Wyjaśnijmy, że klin podatkowy to obciążenia pozapłacowe, które powodują wzrost kosztów pracy w wyniku doliczenia do wynagrodzenia podatków i innych kosztów.
Ekonomista wskazuje ponadto, że w krajach OECD preferencje podatkowe dla rodzin z dziećmi w porównaniu do singli są niemal dwukrotnie wyższe niż w Polsce. Przeciętny klin podatkowy w rodzinach z dziećmi jest tam o ok. 10 punktów proc. niższy niż dla singli.
- Szczególnie duży spadek obciążeń podatkowych dla rodzin z dziećmi ma np. Irlandia, gdzie klin podatkowy w rodzinach z dwojgiem dzieci wynosi zaledwie 6,8 proc. wobec 26,6 proc. dla bezdzietnych singli – dodaje ekonomista Plus Banku.
Zachęcać, a nie karać
Z rezerwą do pomysłu opodatkowania bezdzietnych odnoszą się zwykli Polacy. Dalecy są oni od określania osób, które nie mają dzieci, pasożytami. - Uważam, że nie powinno się karać ludzi za ich życiowe wybory. Zawsze chciałam mieć dużą rodzinę i to była moja decyzja, żeby urodzić dzieci – mówi Agnieszka, matka trójki dzieci.
Podkreśla, że państwo powinno skupić się na promowaniu polityki prorodzinnej.
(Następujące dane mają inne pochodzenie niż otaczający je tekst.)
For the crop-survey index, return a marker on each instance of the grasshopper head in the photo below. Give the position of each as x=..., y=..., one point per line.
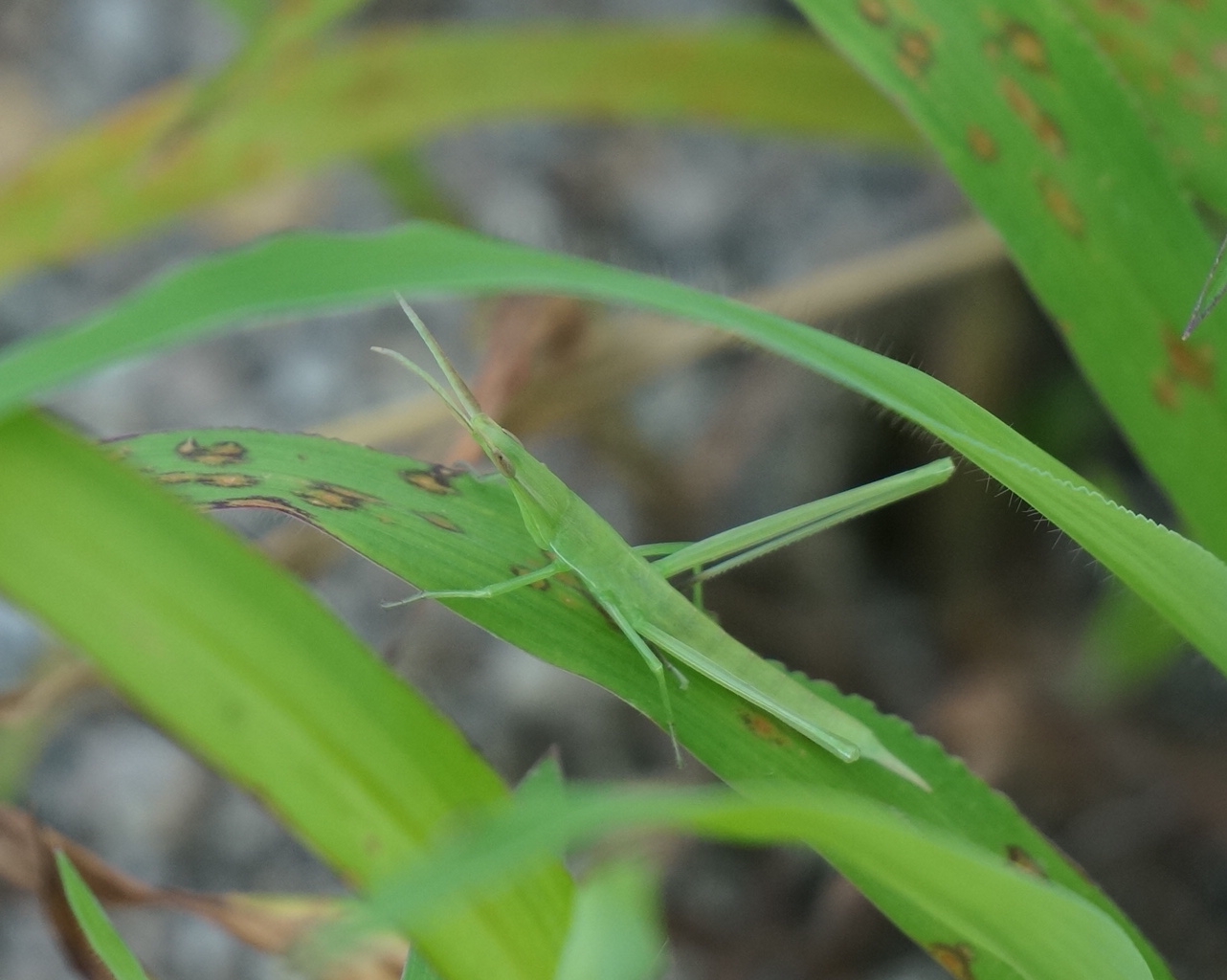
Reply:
x=542, y=496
- Żłobki, przedszkola, możliwość powrotu młodych mam do pracy czy ulgi dla rodzin z dziećmi. Takie rozwiązania powinny być priorytetem dla rządzących i myślę, że przyniosłyby lepsze efekty – dodaje.
Powrót do przeszłości?
Propozycje dodatkowego opodatkowania bezdzietnych obywateli, nie są nowe. Podobne rozwiązanie - tzw. bykowe - funkcjonowało już w naszym kraju w czasach PRL.
W latach 1946-55 zwiększoną stawką podatku dochodowego były objęte osoby bezdzietne, niezamężne i nieżonate powyżej 21. roku życia (później tę granicę wieku podniesiono do 26 lat). W takim kształcie podatek funkcjonował do 1973 roku.
W 2012 r. pomysł wyższego opodatkowania bezdzietnych narodził się w Niemczech. Cześć posłów chadeckich postulowała wprowadzenie specjalnego obciążenia. Bezdzietni mieli płacić go w wysokości 1 proc., osoby z jednym dzieckiem 0,5 proc., a mający dwoje lub więcej potomstwa mieli być z niego zwolnieni. Pomysł został jednak odrzucony. - Uważam, że rozsądniejszym rozwiązaniem jest wspieranie tych, którzy chcą mieć dzieci, zamiast karania bezdzietnych – mówiła wówczas Angela Merkel w rozmowie z "Die Welt".